I remember watching all of my classmates jump up and down at the idea of summer finally coming. Middle school was finally over: no more tests or homework — just a chance to forget your problems and start brand new. Well, little did they know that my summer would be a lot different from theirs.

My name is Hailey Juillet and I am a PV sophomore. When I was 8 years old, I was diagnosed with Primary Sclerosing Cholangitis. PSC is a chronic liver disease that slowly clogs the bile ducts thus the liver being unable to perform its normal functions.

Imagine explaining to an 8-year-old that they have a chronic liver disease. Let me tell you, it’s not an easy task.

One major side effect of PSC is becoming jaundice, meaning that the eyes and skin were becoming yellow. In middle school, when the side effect first showed up a boy asked me if I only saw yellow. When I look back at my pictures now,my yellow eyes are the only thing I notice.

As I got older, my PSC got worse. Doctors tried different medications and procedures to try to help, but nothing lasted for long. They performed an Endoscopic Retrograde Cholangio-Pancreatography to unclog the bile ducts, and at first it worked.

For a while everything seemed fine. My eyes were back to normal, but the bile came back. The doctors performed another ERCP. However, this time, the ERCP didn’t go as well.

My doctors knew it was time.

In October of 2015, I went to Columbia Presbyterian Hospital in New York City for what I thought was a normal checkup.

When my doctor first uttered the words “liver transplant,” I froze.
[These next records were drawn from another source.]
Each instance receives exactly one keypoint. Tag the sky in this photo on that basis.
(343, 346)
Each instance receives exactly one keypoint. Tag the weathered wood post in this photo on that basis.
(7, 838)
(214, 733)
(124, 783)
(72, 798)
It didn’t seem real.

From that point, a brand new chapter opened up in my life. The next eight months were emotionally and physically exhausting, running from doctor appointment to doctor appointment.

To get a second opinion, my parents and I went to Mount Sinai Hospital in New York where my father set up an appointment with some of the heads of their liver department.

The doctors at Mount Sinai didn’t treat me like my diagnosis or a lab experiment. Instead of treating me like the only kid in the world who had this condition, they treated me as if they were treating their own child.

I transferred to Mount Sinai. My transplant was scheduled for June 29, 2016, and my mom was going to be my liver donor. My mom risked her health for mine. I’m lucky to have a mom who is as strong and courageous as her.

I was a complete mess on the day of my surgery. Not knowing what the outcome would be was by far the scariest part of the whole ordeal. I had high hopes throughout the process that my family and I would be able to overcome this obstacle.

My mom and I made a full recovery.  The idea of making the tennis team eight weeks after the surgery motivated me to get better as soon as I could. The symptoms I had before the surgery were gone and I started feeling better.

As of now, the surgery has been a complete success.  I made the JV tennis team last year and even moved up to Varsity this year.

I could have never gone through this process without the support of my family and friends. They are the ones who made me strong enough to know that I can accomplish anything… especially something as big as a liver transplant. I’m truly blessed to have my amazing family, especially my mom, friends, and doctors, who have all been there with me every step of the way.